El fenómeno de Halloween, tan extendido hoy entre nosotros (aunque ajeno a nuestra cultura), reaparece todos los años y vuelve por estas fechas, al caer la hoja, lo mismo que vuelven a la sartén los buñuelos de viento y los huesos de santo. Todo ello -¡vaya por Dios!- coincidiendo con la conmemoración cristiana de los Fieles Difuntos...
¿Y qué tiene que ver el fenómeno Halloween con esta cristiana conmemoración? ¿Qué tienen que ver los disfraces de monstruos con la muerte o con nuestros difuntos?
Nada. Halloween pretende ser un sucedáneo frívolo, mercancía inútil que nos venden desde USA. Piensen ustedes un poco y saquen conclusiones. Pocas cosas existen hoy que se intenten camuflar y disimular tanto como la muerte. Intento inútil. ¿Qué se pretende? ¿Evadirnos del pensamiento mortuorio con un juego? ¿Paganizar la celebración de los Fieles Difuntos, cristiana por tradición y devoción?
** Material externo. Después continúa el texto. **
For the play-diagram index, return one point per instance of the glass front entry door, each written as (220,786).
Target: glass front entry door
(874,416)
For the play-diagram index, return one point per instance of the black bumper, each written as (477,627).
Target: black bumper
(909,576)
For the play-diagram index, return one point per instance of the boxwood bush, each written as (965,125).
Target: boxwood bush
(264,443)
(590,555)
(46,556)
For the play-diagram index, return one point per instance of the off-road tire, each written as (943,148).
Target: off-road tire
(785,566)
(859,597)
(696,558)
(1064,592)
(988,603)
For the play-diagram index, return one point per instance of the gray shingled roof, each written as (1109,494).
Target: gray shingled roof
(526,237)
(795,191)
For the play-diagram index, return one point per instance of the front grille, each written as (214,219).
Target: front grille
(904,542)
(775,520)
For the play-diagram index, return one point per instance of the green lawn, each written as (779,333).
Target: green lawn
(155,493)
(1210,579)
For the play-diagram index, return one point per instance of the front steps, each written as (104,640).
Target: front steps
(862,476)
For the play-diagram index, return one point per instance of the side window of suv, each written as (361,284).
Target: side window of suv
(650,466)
Halloween, bien mirado, es una fiesta bastante tonta que, tal vez no hace falta ni siquiera exorcizar, como a Drácula y sus compinches, los vampiros, sabiendo que no tiene más trascendencia que la de un montaje y su correspondiente reclamo para vendernos disfraces pasajeros: o sea, diversión y jolgorio para un carnaval anticipado.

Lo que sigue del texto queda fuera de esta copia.